Cell-phone photos can give sensitive info to criminals

3/8/2014
SAN JOSE (CALIF.) MERCURY NEWS

SAN JOSE, Calif. — Whipping out your smart phone to snap and post online pictures of yourself and your kids relaxing at home — or perhaps that pricey new TV you just hung on your rec room wall — is like throwing chum to a sea of hungry sharks.

That’s because smart-phone images can be deciphered to reveal precisely where the photos were taken, which security experts say could lead burglars and other criminals directly to your front door.

Similarly, they add, posting images from vacation sites or your workplace could invite crooks to ransack your house while you’re away.

“That can be sharing a bit too much,” said Con Mallon, senior director of mobility at security firm Symantec. “They can then put the location of where you are now and where your house is into a maps program and work out how much time they have to pay a visit while you’re out.”

Smart-phone photos are embedded with “geotags” containing the latitude and longitude. This data isn’t visible to the naked eye. But when deciphered with the help of photo-sharing Web sites, various apps, or other methods, those coordinates can enable someone using Google Maps to identify the precise spots depicted in the images.

That also makes the technology useful, for example, for someone with scads of photos who can’t otherwise remember where some of them were taken. And sharing geotagged photos online has become so commonplace, many people hardly give it a second thought.

“I’m OK with it,” said 25-year-old Roilo Escalada of Santa Clara, who is studying kinesiology at San Jose State and who occasionally posts pictures with his iPhone. “I don’t have any stalkers. I feel safe.”

Janisha McCoy, 30, who lives in Oakland and works at San Jose State, also was nonchalant.

“It’s not really that big of a concern when you think about all the other stuff that’s on the Internet,” she said. Still, several people interviewed on the campus were surprised to learn their pictures could reveal where they were snapped, and Ms. McCoy added, “It’s something to think about.”

Indeed, geotagged photos have posed unanticipated problems for even the most computer-savvy.

That includes Joh McAfee, founder of the anti-virus software company that bears his name.
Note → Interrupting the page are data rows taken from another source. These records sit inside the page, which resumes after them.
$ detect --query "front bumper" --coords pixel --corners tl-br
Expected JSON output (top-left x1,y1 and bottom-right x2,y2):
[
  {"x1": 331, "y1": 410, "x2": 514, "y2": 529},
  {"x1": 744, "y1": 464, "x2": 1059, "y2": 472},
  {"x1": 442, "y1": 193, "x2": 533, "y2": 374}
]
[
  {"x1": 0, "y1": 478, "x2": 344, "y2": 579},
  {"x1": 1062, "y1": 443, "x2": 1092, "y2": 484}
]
After eluding Belize authorities who were seeking to talk to him as a “person of interest” in the 2012 shooting death of his neighbor, McAfee’s location was revealed when a photo of his Guatemalan hideout was posted online.

Adam Savage, host of the TV science show MythBusters, was embarrassed a few years ago when he took a picture of his car in front of his house and posted it on Twitter, inadvertently disclosing to his fans where he lived.

Still another case involved Higinio Ochoa, a Texas man with ties to the hacking group Anonymous, who was convicted in 2012 of stealing data from law-enforcement computers. After he taunted authorities by posting a photo of his girlfriend, the FBI was able to track him down in part from the location revealed in the image.

Some Web commentators claim concerns about geotagged smart-phone photos are unwarranted, noting that millions routinely post them without being victimized. Nonetheless, the National White Collar Crime Center, a nonprofit organization that helps police combat economic and tech-related crimes, has cautioned that placing such pictures on the Internet can be dangerous.

The military is worried, too. The Army issued a warning about geotagged photos after some soldiers posted pictures of military helicopters landing at an Iraqi base in 2007. Using the photos’ location data, enemy attackers precisely targeted and destroyed four of the copters with mortar rounds.

In addition, the New York Times and Guardian newspapers recently reported that documents obtained from former NSA contractor Edward Snowden show U.S. and British spy authorities have the ability to view geotag data in photos uploaded to various social media sites.

Experts advise anyone nervous about others knowing where their photos are snapped to block their phone’s geotag features through the phone’s settings or with geotag-disabling apps available on the Internet.

“Is location sharing a bad idea? Yes and no,” said Tony Anscombe, senior security evangelist at AVG Technologies. “I take many pictures and post them on photo-sharing sites so that others can enjoy them.”

But he advises caution, because revealing where a person lives, works, or otherwise frequents creates “a risk that most would agree is not necessary.”